| 2004年05月31日(月) |
レベルの低い親善試合 |
サッカー国際親善試合、アイスランドvs日本が、英国で行われた。アイスランドは6月に開催される欧州選手権には予選敗退しており、出場しない。アイスランドの代表選手の多くは、英国リーグ(プレミア、一部等)で活躍しており、この時期はリーグが終わったばかり。選手のコンディションはよくない。選手のモチベーションを敢えて探すならば、06年W杯ヨーロッパ予選開始に向けて、代表レギュラーの座を確保するといったところだろうか。 試合として体をなしたのは、前半45分だけだ。後半開始にどちらも大幅に選手を入れ替えたので、練習試合のような雰囲気に流れた。 日本が遠征先で2点を入れたのは収穫である。これまで得点力がないといわれていただけに、FW久保が欧州の中堅どころから得点したのは評価できる。もちろん、久保に絶妙のパスを出した小野を評価しなければいけない。小野のパスは守備ラインから、相手DFの裏側に測ったようだった。判断力、強さ、コース等、ワールドクラスと言っていい。 小野と久保がどれだけの時間をかけてコンビネーションの練習をしたのかといえば、おそらく、ここ数試合、2人が代表に同時に選ばれたときだけだろう。
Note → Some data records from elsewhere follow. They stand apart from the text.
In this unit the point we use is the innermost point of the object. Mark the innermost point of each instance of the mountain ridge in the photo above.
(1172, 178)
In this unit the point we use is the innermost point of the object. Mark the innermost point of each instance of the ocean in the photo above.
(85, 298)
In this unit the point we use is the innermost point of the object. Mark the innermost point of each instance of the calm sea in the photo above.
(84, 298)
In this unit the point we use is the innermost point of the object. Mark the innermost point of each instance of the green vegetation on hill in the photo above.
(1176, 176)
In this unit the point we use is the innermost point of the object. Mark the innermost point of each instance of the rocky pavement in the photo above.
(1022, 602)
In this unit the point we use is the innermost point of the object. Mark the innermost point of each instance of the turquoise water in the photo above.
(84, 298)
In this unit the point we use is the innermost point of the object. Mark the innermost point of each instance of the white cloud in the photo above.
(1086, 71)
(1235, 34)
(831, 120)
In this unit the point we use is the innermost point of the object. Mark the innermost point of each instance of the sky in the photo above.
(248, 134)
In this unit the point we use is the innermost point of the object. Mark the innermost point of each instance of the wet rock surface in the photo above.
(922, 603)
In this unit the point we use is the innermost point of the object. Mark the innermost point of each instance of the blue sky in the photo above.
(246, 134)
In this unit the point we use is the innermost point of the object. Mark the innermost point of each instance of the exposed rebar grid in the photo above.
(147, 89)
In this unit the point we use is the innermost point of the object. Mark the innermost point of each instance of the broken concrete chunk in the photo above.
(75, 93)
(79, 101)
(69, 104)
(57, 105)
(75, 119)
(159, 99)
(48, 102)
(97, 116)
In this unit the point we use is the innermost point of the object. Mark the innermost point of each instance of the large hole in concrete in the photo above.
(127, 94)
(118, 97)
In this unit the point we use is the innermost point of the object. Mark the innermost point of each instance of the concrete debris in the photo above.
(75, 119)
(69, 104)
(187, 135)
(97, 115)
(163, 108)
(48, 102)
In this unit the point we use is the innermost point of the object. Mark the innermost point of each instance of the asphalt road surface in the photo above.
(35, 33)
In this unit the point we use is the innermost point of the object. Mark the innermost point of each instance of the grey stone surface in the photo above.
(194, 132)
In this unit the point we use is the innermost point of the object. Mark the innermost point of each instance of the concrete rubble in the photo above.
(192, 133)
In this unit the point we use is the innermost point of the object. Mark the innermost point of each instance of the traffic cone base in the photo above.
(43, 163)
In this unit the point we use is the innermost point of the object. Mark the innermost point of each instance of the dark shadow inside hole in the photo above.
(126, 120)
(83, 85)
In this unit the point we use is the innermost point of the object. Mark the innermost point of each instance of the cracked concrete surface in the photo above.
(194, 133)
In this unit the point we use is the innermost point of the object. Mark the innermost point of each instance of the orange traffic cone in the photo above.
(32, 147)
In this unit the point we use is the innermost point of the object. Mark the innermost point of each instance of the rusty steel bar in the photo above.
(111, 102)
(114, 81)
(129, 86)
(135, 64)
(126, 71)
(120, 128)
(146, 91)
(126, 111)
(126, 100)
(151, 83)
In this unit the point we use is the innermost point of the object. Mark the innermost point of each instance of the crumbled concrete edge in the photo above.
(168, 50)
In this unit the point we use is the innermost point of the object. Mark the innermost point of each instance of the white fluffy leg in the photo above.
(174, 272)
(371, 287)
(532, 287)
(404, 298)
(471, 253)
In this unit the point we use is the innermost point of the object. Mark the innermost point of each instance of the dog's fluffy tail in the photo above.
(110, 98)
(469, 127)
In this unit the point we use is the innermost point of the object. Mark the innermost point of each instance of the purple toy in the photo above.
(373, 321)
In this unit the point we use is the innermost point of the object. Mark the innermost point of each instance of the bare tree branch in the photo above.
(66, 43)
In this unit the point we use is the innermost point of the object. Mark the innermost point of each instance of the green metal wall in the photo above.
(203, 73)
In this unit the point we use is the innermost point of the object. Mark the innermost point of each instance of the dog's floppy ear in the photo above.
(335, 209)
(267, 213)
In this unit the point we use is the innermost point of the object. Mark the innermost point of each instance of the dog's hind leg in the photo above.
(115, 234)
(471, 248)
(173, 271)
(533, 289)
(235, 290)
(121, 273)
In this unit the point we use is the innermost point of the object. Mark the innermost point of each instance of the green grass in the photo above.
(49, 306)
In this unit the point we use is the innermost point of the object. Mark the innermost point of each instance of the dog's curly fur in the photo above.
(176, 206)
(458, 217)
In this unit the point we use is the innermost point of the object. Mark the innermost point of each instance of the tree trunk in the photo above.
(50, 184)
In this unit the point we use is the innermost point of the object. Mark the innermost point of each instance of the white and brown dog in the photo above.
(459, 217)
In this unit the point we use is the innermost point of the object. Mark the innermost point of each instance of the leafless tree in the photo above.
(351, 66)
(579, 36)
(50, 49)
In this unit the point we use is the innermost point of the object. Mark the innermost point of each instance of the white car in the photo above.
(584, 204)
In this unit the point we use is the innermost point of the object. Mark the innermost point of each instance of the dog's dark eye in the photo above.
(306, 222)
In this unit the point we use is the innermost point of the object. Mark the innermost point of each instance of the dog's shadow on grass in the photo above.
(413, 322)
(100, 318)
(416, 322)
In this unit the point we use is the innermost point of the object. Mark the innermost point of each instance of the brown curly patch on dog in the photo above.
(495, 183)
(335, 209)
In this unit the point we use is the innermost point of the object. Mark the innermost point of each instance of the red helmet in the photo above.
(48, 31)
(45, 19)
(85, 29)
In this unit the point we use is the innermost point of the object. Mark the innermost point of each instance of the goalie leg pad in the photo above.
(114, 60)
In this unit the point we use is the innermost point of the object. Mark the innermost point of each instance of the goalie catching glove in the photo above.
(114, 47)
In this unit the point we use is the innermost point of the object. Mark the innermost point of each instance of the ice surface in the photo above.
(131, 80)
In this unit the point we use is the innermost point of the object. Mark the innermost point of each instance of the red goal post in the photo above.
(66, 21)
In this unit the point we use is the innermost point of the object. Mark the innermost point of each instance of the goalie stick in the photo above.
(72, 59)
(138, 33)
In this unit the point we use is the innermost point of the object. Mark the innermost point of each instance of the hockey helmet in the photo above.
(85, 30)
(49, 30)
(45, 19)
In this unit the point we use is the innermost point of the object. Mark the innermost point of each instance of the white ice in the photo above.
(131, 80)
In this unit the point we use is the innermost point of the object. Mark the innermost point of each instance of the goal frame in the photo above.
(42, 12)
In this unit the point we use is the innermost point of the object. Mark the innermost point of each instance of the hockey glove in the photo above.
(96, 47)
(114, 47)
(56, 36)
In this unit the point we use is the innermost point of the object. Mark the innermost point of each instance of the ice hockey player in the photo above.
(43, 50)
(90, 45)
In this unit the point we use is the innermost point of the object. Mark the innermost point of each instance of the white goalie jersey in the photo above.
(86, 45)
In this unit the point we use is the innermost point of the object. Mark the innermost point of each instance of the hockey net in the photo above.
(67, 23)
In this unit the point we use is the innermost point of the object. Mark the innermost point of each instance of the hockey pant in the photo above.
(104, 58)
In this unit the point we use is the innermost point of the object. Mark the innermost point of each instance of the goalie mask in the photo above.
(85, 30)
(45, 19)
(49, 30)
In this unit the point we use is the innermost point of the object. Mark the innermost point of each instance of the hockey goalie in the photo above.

コンビネーションの形成とは、時間をかければそれだけで熟成されるものではない。感性と言ってしまえば抽象的すぎるけれど、運動選手のアンテナ――その感度の鋭さのようなもので形成されるように思う。 アイスランドは、チームとしてはお粗末である。荒っぽくパワフルではるが、それだけではサッカーは勝てない。技術はないし規律もない。アイスランドの得点はFKからだった。日本がリスタートに対する守備がうまくないため、得点になった。それ以外は、ハイボール、ドリブル、クロスに合わせた飛び込み、と戦法はシンプルだ。後半、アイスランドは退場者を出したが、ボールを支配できないイライラからだろう。こんなチームに負けなくてよかった。 日本の後半の攻撃もひどかった。4バックに替え、退場者を出したアイスランドに5人(鹿島アントラーズの鈴木・柳沢・本山・小笠原のセット+ボランチもしくはSB)で攻めたが、決定機をすべて外した。後半は鹿島アントラーズの同窓会。海外失格組の鈴木・柳沢は遠からず鹿島に復帰すると思われるが、二人を鹿島国内組の本山・小笠原と組ませて、融和を図ったか。Jリーグのための予行演習だとしたら、代表の私物化だ。 この試合に限れば、俊輔はコンディションが悪いように見えた。いまのままだと、中田の代役(トップ下)は無理だろう。中田(欠場)の穴を埋めるのは、藤田もしくは小笠原の方がよい。 何度も同じことを書くが、三都主は左サイド(ハーフ)の方がよいことが、この試合でより明確になった。そもそも、中盤に人材が厚い日本代表の現状を踏まえるならば、3−5−2が自然。SBを急造でつくるのは無理な話である。 明日のイングランドホームのイングランド戦に対する期待は、私にはない。スタジアムの雰囲気もこの試合とはまったく違うだろう。3点差以上の大差で負けると予想するが、どのような結果に終わろうと、貴重な経験として受け止めるしかない。